Date / time | Event |
15 November 2023 | Completion of Scheme Booklet dispatch |
10:30am (AWST) / 1:30pm (AEDT) on 17 December 2023 | Latest time and date for receipt of proxy forms for Scheme Meeting |
7:00pm (AEDT) on 17 December 2023 | Time and date for determining eligibility to vote at the Scheme Meeting |
10:30am (AWST) / 1:30pm (AEDT) on 19 December 2023 | Scheme Meeting |
If the Scheme is approved by Allkem Shareholders (and the US Merger is approved by Livent Stockholders) | |
20 December 2023 | Second Court Date for approval of the Scheme |
21 December 2023 | Scheme Effective Date |
7.00pm (AEDT) on 27 December 2023 | Record Date for determining entitlements to receive Scheme Consideration |
4 January 2024 | Scheme Implementation Date Scheme Consideration issued to Eligible Shareholders |
4 January 2024 (New York time) | US Merger Effective Time NewCo Shares issued to Livent Stockholders after this time |
Note: All references to time above are references to AEDT (Sydney time), unless otherwise specified.
All dates following the date of the Scheme Meeting are indicative only and, among other things, are subject to all necessary approvals from the Court and other Governmental Entities and the satisfaction or permissible waiver of all other applicable closing conditions. Allkem reserves the right to vary the times and dates set out above. Any changes to the above timetable (which may include an earlier Second Court Hearing) will be announced through ASX, filed under Allkem’s profile on SEDAR+ and notified on www.allkem.co.
This release was authorised by the Board of Directors of Allkem Limited.

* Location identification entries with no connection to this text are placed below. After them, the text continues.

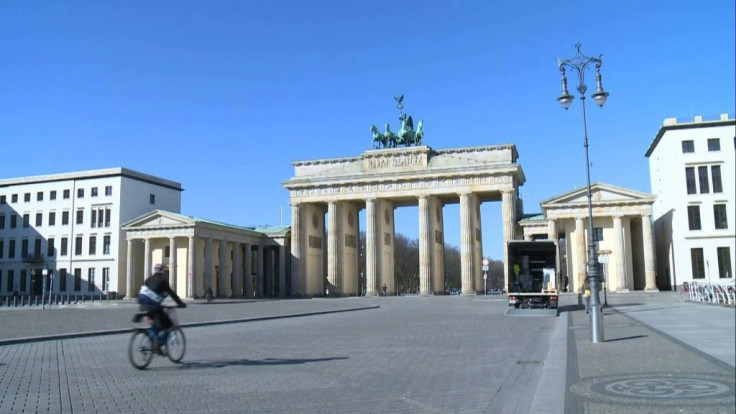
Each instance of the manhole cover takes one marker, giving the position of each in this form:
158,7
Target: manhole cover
658,389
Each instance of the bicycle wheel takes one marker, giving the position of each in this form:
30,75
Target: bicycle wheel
140,349
176,344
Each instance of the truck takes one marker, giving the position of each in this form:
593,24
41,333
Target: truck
533,268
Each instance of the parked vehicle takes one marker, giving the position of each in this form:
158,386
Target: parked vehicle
532,274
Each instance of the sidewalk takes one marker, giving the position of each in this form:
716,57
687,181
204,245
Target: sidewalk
660,355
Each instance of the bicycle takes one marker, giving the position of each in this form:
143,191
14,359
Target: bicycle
142,345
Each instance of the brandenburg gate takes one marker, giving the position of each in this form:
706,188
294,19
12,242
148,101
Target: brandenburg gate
379,181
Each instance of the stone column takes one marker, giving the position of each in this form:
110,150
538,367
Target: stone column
466,243
147,268
282,272
297,284
333,256
579,254
129,274
191,267
222,269
248,269
508,214
620,254
425,254
172,263
208,266
371,248
237,271
259,271
650,275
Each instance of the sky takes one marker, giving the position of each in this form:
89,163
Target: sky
223,96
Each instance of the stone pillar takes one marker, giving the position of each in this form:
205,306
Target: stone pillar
207,273
579,254
425,252
191,267
172,263
282,272
248,270
333,255
466,243
297,274
237,271
259,271
371,248
130,275
650,275
508,210
147,268
619,254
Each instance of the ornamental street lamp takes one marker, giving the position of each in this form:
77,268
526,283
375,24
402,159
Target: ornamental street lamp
580,63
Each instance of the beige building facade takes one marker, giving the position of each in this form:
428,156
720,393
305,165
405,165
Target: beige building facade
233,261
622,227
327,195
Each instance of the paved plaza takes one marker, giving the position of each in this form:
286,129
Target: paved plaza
444,354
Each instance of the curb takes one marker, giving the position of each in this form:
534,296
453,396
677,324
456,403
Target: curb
185,325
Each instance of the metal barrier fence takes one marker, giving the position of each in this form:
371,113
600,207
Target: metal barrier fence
721,293
56,299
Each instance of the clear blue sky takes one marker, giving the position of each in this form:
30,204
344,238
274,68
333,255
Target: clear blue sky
222,96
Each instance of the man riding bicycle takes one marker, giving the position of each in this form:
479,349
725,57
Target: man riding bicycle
152,293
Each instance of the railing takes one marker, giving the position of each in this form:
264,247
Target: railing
720,293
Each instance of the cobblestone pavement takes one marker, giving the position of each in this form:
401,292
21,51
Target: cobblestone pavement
410,355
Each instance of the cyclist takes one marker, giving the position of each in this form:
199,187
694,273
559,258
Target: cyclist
152,293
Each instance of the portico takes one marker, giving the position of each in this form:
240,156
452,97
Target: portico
379,181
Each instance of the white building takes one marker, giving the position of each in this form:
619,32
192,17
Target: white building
691,167
70,225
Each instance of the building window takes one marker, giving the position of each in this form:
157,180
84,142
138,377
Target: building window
62,280
719,214
105,279
690,180
693,217
703,180
597,233
714,144
688,146
91,279
11,276
724,262
715,175
64,246
696,257
77,280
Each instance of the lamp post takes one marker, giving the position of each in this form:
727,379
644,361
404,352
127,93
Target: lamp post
579,63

Allkem Limited ABN 31 112 589 910 Level 35, 71 Eagle St Brisbane, QLD 4000 | Investor Relations & Media Enquiries Andrew Barber M: +61 418 783 701 E: Andrew.Barber@allkem.co Phoebe Lee P: +61 7 3064 3600 E: Phoebe.Lee@allkem.co | Connect info@allkem.co +61 7 3064 3600 www.allkem.co |
IMPORTANT NOTICES
Not for release or distribution in the United States
This announcement has been prepared for publication in Australia and may not be released to U.S. wire services or distributed in the United States. This announcement does not constitute an offer to sell, or a solicitation of an offer to buy, securities in the United States or any other jurisdiction, and neither this announcement or anything attached to this announcement shall form the basis of any contract or commitment. Any securities described in this announcement have not been, and will not be, registered under the U.S. Securities Act of 1933 and may not be offered or sold in the United States except in transactions registered under the U.S. Securities Act of 1933 or exempt from, or not subject to, the registration of the U.S. Securities Act of 1933 and applicable U.S. state securities laws.